De acordo com a também escritora, em sua tradição, o homem sem a natureza não é nada. É preciso aprender a lidar com essas diferenças e pensar o papel de todas essas tradições, que fazem parte da mescla que compõe nossa cultura. “Que Iemanjá os abençoe e que vocês parem para pensar nessas palavras”, exclamou.

Conceição Evaristo destacou que é possível encontrar exemplos para uma melhor compreensão dos nossos problemas a partir da ótica da africaneidade. “Com isso, evitamos a vida de aniquilação do outro e de si mesmo presente em nossa sociedade”, destacou.

Para ela, a idéia difundida em diversas instituições de ensino de que os escravos brasileiros foram dóceis e aceitaram a escravidão precisa ser seriamente reavaliada. “Mesmo se não considerarmos os casos de rebelião clara e violenta, eles não foram inertes ao que sofreram. Se pensarmos no conceito de Foucault dos saberes dominados, percebemos que essas culturas eclodiram de tal forma que é impossível apagá-las na identidade brasileira. Essa foi a ‘ginga’ africana, se movimentando dentro do território do colonizador (um não-lugar para eles), dentro de seu campo de visão, mas conseguindo se estabelecer”, esclareceu.

—O filósofo Walter Benjamin, a partir da Alemanha de seu tempo, declara o narrador (portador da cultura da oralidade) como uma figura que desaparece. Nas sociedades marcadas pelas matrizes africanas, essa morte não aconteceu. Mãe Beata de Iemanjá presentifica esse narrador que Benjamin supusera morto. Ela ainda também mostra a face da eu-narradora, recupera um conteúdo mítico e forma modos ancestrais de se postar no mundo de acordo com uma cosmogonia negra africana e também hibridiza outras vozes do mundo – explicou a escritora. “Ela inaugura na escrita a voz da mãe-de-santo”, complementou.

O diretor do INDEC comemorou a visibilidade que foi proporcionada para essa matriz. “Criamos o INDEC porque a Comunidade Terreiro queria falar por si, tomar um protagonismo. Foi muito importante ter uma figura como a de Mãe Beata para reforçar isso, principalmente porque nossa sociedade é muito machista”, afirmou.

Adailton declarou que parte da capacidade das comunidades africanas de aceitar a diferença se deve à cultura de que o ser deve ser integral, não o indivíduo compartimentado, como acontece em vários casos em nossa sociedade.

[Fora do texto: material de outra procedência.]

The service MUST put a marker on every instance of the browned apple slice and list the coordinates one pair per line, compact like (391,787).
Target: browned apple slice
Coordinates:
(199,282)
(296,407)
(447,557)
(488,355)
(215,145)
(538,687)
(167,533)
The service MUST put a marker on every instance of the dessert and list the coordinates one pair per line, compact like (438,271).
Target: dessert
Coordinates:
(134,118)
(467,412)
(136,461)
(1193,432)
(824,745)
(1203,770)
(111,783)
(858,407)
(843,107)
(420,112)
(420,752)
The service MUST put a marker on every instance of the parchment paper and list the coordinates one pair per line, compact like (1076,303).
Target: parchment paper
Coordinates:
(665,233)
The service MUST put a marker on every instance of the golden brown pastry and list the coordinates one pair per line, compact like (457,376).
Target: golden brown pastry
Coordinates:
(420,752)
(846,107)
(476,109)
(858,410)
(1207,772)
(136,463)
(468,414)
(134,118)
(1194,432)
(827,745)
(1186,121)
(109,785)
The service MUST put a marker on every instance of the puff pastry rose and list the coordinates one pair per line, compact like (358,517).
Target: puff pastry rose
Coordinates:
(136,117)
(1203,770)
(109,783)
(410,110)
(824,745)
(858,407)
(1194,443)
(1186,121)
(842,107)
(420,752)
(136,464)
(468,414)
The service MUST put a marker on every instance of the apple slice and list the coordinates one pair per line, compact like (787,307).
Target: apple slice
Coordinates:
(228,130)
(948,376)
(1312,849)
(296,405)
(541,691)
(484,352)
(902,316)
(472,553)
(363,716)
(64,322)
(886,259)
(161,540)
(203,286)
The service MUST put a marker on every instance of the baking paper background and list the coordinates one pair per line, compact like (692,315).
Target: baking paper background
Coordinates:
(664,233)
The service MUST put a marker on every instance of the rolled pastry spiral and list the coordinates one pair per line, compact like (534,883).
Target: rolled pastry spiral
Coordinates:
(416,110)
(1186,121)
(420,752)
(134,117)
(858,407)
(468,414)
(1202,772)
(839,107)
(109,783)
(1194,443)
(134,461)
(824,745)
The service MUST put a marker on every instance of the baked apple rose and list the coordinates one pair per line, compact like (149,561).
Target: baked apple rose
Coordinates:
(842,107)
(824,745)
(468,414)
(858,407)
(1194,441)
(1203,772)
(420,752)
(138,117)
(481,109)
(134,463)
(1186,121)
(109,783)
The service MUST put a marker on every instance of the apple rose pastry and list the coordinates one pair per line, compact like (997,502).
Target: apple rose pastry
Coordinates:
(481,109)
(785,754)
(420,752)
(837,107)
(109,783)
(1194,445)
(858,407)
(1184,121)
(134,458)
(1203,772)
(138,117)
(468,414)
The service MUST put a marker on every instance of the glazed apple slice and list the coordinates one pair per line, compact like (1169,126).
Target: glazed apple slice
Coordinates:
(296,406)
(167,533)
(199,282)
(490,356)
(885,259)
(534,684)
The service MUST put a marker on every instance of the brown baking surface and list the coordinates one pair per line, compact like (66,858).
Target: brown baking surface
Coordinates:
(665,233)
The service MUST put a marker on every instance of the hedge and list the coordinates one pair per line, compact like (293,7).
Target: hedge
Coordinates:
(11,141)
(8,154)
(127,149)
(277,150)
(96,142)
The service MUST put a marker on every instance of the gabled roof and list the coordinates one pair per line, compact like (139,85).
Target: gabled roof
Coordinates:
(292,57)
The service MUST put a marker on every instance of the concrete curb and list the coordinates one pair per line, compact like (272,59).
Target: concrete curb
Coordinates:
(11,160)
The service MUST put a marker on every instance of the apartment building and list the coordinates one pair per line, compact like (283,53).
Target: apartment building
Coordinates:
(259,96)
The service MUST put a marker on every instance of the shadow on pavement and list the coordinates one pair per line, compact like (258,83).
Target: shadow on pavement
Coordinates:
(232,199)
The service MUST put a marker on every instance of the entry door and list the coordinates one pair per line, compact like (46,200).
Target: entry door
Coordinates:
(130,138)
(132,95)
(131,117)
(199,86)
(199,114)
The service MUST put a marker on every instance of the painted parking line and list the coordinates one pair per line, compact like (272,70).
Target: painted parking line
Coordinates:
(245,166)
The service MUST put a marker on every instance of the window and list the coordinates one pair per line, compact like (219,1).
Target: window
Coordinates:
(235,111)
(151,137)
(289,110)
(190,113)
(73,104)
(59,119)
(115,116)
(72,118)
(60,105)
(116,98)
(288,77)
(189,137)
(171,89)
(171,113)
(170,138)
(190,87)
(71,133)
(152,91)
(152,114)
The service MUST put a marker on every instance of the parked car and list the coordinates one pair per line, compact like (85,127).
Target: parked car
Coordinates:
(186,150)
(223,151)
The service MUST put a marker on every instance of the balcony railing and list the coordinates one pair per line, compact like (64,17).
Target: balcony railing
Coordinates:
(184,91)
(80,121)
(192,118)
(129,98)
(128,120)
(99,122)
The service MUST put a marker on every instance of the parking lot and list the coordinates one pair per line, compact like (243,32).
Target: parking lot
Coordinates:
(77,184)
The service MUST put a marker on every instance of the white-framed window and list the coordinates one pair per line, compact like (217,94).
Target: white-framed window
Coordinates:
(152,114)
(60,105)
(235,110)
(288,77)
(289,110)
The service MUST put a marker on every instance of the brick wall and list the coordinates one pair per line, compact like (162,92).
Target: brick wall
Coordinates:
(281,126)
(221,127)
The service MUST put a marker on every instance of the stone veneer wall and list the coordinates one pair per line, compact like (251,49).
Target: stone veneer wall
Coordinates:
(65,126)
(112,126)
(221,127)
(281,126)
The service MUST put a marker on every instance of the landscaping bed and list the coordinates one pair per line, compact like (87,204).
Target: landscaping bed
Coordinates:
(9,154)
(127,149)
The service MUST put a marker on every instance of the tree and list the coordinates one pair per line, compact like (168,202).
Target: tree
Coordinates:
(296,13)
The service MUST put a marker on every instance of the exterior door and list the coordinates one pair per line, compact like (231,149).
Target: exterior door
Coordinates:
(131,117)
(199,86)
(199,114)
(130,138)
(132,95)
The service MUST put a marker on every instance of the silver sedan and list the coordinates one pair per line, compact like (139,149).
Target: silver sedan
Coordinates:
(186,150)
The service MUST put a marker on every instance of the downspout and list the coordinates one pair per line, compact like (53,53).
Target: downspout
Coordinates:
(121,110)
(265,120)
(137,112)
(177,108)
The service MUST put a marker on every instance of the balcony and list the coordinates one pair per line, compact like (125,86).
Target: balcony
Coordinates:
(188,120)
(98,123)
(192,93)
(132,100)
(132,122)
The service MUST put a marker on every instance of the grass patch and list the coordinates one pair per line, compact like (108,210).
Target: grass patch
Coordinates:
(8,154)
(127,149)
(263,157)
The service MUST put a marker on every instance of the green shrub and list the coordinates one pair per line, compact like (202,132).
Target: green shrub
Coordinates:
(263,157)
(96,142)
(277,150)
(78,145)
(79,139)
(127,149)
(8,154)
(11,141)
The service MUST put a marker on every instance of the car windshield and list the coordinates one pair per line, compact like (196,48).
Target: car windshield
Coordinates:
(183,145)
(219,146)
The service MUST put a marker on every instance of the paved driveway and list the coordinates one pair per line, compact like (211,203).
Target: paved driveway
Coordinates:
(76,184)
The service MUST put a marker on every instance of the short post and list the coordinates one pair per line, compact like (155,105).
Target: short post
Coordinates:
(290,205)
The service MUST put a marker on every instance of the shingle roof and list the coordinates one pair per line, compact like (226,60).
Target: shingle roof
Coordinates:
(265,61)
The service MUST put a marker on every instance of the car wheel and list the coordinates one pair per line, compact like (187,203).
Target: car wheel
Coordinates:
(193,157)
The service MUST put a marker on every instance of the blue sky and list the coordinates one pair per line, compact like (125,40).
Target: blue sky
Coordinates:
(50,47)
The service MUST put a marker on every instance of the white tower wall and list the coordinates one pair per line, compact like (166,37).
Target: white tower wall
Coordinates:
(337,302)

Ele afirmou também a necessidade de ver o outro não como deficiente, mas sim como diferente.

—Alguém nos disse que nós éramos negros, mas nós construímos um mundo para todos. O mundo mítico e o terreno interagem e dão a possibilidade do sujeito se sentir completo. O cartesianismo leva a fragmentação do ser – disse ele.

—A filosofia ocidental foi marcada pela figura do homem como uma ruptura com a natureza. Os problemas advêm quando perdemos a ligação com essa totalidade da qual fazemos parte; uma prova disso é a crise ambiental — destacou Evandro.

O coordenador também lembrou que esse diálogo ensina sobre a superação das dualidades do ocidente. “Não somos só diversos, mas também iguais. Somos os dois ao mesmo tempo. É preciso deixar de usar os outros, mas sim alavancar-se mutuamente”, declarou.